Para Renato e Marina, essa postura flexível quanto à consideração dos gostos literários relaciona-se à possibilidade de ampliação de seus repertórios leitores: “...cê /.../ vai
interessando por mais “tipo” de livros, vai ampliando /.../ conhecimentos literários...” e “... é
bom expandir um pouco mais a sua visão sobre livros...”, mostrando a consciência desses leitores em torno da sua formação leitora. Particularmente no depoimento de Marina, ainda é
possível notar que a interação verbal ocasionada pela indicação de livros é dialógica “...uma opinião diferente, eu acho que isso iria abrir uma gama maior...”.
No caso de Letícia, embora ela avalie positivamente a indicação a partir de suas preferências, que possui o caráter subjetivo, pois para lembrar da leitora, quem indica precisa estar próximo dela, conhecê-la: “...esse livro me lembrou você por isso e aquilo”...”, ela também considera que essa interação pode realizar-se a partir da explicitação de sua opinião: “...é mais fácil dar
a minha opinião do livro e ver se a pessoa se convence...”. Essa postura de Letícia, também
vista no depoimento de Marina, que permite ouvir as diferentes vozes do discurso tem o caráter dialógico.
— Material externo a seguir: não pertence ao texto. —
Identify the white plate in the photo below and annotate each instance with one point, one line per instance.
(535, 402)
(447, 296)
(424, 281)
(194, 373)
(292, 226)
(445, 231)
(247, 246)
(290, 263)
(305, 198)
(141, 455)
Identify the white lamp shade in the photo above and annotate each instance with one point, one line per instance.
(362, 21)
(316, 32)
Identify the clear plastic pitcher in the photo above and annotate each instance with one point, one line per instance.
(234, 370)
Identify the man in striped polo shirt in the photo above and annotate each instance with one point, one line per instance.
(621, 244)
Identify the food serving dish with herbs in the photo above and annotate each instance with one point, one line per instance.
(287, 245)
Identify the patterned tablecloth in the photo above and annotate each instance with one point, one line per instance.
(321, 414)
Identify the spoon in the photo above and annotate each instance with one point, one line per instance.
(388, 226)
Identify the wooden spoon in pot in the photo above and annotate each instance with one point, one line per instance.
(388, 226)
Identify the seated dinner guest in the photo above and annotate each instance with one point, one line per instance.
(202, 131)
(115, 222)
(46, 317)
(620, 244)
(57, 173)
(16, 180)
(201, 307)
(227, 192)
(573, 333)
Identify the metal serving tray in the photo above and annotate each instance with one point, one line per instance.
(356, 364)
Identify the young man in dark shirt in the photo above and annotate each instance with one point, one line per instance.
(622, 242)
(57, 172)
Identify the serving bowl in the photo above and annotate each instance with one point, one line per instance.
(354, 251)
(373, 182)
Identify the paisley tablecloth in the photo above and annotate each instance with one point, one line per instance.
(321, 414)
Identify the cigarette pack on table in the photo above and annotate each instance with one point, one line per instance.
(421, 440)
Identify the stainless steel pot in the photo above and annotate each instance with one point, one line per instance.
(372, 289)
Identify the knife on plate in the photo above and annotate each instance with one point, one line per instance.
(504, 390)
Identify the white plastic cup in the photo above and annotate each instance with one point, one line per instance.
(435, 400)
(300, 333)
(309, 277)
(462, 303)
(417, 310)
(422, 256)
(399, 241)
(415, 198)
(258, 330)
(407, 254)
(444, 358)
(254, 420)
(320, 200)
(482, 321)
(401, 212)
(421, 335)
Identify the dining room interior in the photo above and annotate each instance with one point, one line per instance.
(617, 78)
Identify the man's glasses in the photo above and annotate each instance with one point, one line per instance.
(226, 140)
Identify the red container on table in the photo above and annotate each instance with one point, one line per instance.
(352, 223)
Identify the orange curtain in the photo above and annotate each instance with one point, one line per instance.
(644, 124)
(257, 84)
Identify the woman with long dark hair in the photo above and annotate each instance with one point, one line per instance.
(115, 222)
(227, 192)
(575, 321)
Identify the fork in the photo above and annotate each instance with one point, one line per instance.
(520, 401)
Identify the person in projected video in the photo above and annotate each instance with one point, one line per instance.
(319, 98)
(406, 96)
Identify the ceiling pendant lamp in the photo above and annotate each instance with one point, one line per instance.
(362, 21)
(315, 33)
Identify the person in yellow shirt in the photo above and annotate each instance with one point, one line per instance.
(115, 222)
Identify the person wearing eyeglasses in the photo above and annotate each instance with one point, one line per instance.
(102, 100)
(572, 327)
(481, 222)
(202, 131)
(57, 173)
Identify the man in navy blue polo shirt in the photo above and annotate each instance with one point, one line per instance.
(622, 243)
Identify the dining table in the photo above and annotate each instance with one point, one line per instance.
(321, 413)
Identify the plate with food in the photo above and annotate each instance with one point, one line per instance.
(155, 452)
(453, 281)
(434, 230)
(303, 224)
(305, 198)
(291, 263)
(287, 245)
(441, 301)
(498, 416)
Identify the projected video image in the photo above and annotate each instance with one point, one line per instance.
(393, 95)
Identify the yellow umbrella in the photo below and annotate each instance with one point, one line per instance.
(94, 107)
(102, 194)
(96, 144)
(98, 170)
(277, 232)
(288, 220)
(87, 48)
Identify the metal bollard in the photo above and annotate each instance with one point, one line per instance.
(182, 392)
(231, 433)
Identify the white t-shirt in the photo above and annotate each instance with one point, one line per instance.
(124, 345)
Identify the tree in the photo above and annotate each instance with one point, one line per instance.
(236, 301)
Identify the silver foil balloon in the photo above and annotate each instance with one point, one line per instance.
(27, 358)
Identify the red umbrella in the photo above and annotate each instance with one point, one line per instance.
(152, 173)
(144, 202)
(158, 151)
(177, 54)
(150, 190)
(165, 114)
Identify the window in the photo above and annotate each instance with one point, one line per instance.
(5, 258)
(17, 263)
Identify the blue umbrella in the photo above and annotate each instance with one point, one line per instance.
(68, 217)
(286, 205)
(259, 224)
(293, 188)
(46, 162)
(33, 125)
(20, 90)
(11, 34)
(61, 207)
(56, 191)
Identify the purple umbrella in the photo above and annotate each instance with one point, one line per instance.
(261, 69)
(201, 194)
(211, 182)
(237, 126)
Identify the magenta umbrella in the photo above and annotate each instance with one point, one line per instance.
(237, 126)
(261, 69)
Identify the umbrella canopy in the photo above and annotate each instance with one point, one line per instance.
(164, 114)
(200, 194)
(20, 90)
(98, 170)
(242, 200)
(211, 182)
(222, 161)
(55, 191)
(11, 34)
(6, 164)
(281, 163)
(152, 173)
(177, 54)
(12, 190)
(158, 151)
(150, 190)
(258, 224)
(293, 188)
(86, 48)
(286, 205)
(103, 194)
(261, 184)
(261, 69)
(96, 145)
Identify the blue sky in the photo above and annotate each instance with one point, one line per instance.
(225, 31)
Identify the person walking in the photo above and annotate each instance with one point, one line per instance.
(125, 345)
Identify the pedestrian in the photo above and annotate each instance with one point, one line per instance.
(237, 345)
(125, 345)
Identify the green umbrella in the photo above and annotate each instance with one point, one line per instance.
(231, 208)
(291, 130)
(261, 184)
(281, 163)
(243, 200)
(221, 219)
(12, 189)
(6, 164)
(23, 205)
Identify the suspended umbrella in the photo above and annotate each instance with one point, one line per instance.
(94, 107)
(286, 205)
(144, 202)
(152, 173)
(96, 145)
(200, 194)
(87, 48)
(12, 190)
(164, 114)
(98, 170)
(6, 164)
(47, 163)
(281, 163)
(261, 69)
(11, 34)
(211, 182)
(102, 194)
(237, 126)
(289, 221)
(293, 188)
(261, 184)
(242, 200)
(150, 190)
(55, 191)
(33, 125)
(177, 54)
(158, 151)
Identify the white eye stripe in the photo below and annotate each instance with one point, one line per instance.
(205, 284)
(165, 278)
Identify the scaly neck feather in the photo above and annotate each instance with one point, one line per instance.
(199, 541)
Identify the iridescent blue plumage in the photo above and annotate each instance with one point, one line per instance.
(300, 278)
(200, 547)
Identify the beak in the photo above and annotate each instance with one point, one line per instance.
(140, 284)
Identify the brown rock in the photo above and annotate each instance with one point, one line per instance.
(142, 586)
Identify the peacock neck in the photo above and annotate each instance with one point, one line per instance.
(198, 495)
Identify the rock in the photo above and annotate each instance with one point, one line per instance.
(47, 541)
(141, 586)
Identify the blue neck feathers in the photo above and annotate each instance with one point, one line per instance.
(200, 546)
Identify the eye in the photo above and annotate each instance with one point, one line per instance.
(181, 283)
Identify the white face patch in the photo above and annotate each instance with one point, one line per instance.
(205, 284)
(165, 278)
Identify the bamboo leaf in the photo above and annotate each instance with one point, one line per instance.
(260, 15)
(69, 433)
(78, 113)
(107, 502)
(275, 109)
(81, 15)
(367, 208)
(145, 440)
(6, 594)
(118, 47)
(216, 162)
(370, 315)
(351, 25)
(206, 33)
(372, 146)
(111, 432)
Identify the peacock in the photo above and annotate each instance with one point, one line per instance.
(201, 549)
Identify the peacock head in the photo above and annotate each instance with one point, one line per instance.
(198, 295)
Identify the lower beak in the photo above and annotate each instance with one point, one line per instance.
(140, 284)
Além disso, esse fragmento revela que a leitora não só recebe indicações, mas também as realiza, isto é, ela é parte ativa nesse processo.
Outro argumento utilizado pelos jovens, que contribui para a relativização das indicações pelo gosto, associa-se à análise do contexto e da finalidade da atividade leitora:
130.Brian: Olha, no caso de indicação, eu acho que sim /.../A pessoa tem que
conhecer um pouco mais você pra entender /.../ seu lado, (essa) indicação com certeza você vai gostar. Agora, se for uma questão /.../ mais profissional, numa
faculdade, não tem como ficar olhando o seu gosto. A pessoa tem que exigir uma
coisa realmente profissional /.../ Você tem que ler esse daqui, porque você precisa. Vai adquirir conhecimento... (Leitor/BBA – 16 anos, entrevista, 2014).
No caso da leitura literária, como explicita Brian: “...eu acho que sim /.../ A pessoa tem que
conhecer um pouco mais você pra entender /.../ seu lado...”, embora essa situação requeira a
interação social, ela também envolve aspectos subjetivos, pois para indicar um livro de literatura, esse leitor acredita que o outro precisa conhecê-lo um pouco, ou seja, saber como ele é; o que ele gosta.
Para além da leitura literária, essa compreensão quanto aos diferentes modos de leitura presente em nossa sociedade, vista no depoimento de Brian, remete-nos à noção de letramento, que envolve, além do uso satisfatório da língua, posturas, saberes e atitudes adquiridas pelos sujeitos em relação às práticas letradas: “...se for uma questão /.../ mais profissional, numa faculdade, não tem como ficar olhando o seu gosto...”. Isto é, nota-se que, em contextos, cujas práticas visam à formação da identidade leitora, nem sempre há espaço para as escolhas. Entendemos, ainda, que a percepção desse leitor também envolve a noção de
leitura motivada, pois, para ele, essa prática compreende a possibilidade de conquista e de
A partir desses relatos, evidencia-se que os jovens são receptivos às indicações textuais, o que não implica necessariamente em aceitação, pois eles estabelecem critérios próprios de avaliação para a realização das leituras. Se por um lado, vê-se a necessidade de compartilhamento das referências leitoras nas comunidades leitoras, inclusive, como forma de afirmação identitária, por outro lado, percebe-se também a busca pela ampliação desses repertórios, como atitude consciente da própria formação leitora. Percebe-se, ainda, que a indicação de textos literários é de outra ordem, está além da autoridade institucional, seja da família, da escola ou da biblioteca pública, tem uma dimensão subjetiva. Então, acreditamos que para esses leitores a educação literária é uma escolha de vida, que envolve a participação.